The human body is truly an amazing machine! We are all aware that our bodies have muscles, nerves, fascia, bones etc….. These allow us to move, lift, produce force and get about our daily activities. But when we look a little more closely, we see that the body is a complex system consisting of many different chains. When we injure our self – we can often create a dysfunction or a weakness in a particular chain. This can then go on to create problems with the way we move or perform tasks.
These chains that I am talking about are often referred to as slings. Physiotherapist Diane Lee identifies 4 main sling systems within the human body.

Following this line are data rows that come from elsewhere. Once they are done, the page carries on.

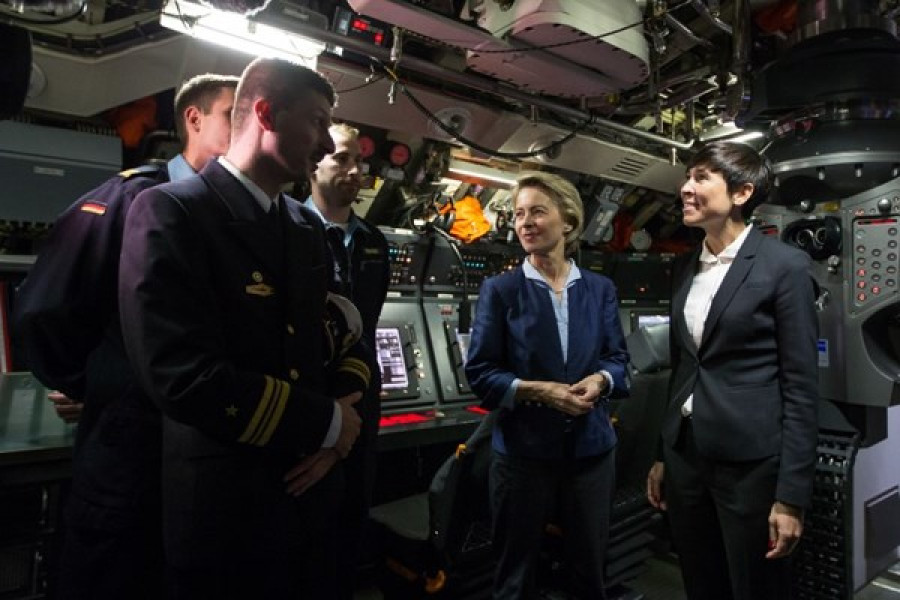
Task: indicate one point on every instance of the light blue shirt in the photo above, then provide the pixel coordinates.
(561, 312)
(352, 225)
(179, 168)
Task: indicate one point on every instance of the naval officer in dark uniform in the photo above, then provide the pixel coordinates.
(361, 273)
(222, 288)
(67, 317)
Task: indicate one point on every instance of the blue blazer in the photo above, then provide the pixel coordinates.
(515, 335)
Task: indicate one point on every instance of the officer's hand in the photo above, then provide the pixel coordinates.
(66, 409)
(591, 388)
(654, 486)
(310, 470)
(785, 529)
(350, 423)
(561, 397)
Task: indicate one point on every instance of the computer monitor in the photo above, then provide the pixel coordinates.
(391, 360)
(645, 320)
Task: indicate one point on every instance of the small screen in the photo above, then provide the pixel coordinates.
(647, 320)
(463, 340)
(389, 348)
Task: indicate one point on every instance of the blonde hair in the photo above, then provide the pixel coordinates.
(564, 196)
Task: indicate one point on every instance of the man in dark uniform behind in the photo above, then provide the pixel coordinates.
(362, 274)
(222, 288)
(67, 316)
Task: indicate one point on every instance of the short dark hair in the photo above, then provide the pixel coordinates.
(738, 164)
(200, 91)
(279, 81)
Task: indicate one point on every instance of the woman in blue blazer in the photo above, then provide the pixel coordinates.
(547, 351)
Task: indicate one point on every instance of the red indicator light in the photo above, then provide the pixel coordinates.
(401, 419)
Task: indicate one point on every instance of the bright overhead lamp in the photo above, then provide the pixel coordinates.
(476, 171)
(730, 132)
(259, 34)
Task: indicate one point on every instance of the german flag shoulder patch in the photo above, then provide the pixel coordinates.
(97, 208)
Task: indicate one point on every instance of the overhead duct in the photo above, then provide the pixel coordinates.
(44, 169)
(522, 46)
(591, 155)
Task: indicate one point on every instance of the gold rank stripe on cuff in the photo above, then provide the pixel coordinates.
(268, 413)
(356, 367)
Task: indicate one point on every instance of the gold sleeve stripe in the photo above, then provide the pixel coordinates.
(261, 410)
(282, 394)
(330, 340)
(357, 364)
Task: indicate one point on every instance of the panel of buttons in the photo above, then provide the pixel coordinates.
(400, 256)
(875, 257)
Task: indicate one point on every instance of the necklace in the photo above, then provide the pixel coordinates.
(563, 275)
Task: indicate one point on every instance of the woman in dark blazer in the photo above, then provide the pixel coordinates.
(739, 432)
(546, 352)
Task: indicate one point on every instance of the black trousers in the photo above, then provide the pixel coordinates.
(306, 569)
(103, 564)
(523, 493)
(718, 512)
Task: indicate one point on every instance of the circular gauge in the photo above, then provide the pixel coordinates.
(641, 240)
(366, 146)
(399, 155)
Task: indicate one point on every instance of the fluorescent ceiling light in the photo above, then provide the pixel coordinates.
(747, 137)
(731, 132)
(245, 34)
(476, 171)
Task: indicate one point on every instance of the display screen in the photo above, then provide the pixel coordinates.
(648, 320)
(463, 340)
(389, 351)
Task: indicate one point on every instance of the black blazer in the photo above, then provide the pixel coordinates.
(221, 313)
(755, 375)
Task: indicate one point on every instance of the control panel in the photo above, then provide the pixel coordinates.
(875, 257)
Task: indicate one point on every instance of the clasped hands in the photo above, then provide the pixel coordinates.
(575, 399)
(311, 469)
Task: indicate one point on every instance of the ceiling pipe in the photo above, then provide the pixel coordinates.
(704, 12)
(686, 31)
(484, 84)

The top picture is the posterior sling, the middle is the anterior sling and the bottom picture is the lateral sling. The posterior sling is an important one, as we use this sling to drive movement in walking and running. As you can see from the picture below, the glute max muscle works with the opposite lat dorsi muscle during the push off phase of walking or running. This combined contraction counters rotation and produces tension in the fascia joining the two muscles. This allows the system to work like a spring as it stores energy and also stabilises the sacroliliac joint (the back on the pelvis). It’s very clever!
Sometimes people who have sustained injury to the hip, back or shoulder will need to retrain these muscles as a system in order to return to full function – particularly if they are keen to get back into running. This is just one of many examples of how the body works in this way. Pilates is a great way to retrain dysfunction within all sling systems to allow efficient movement and peak performance.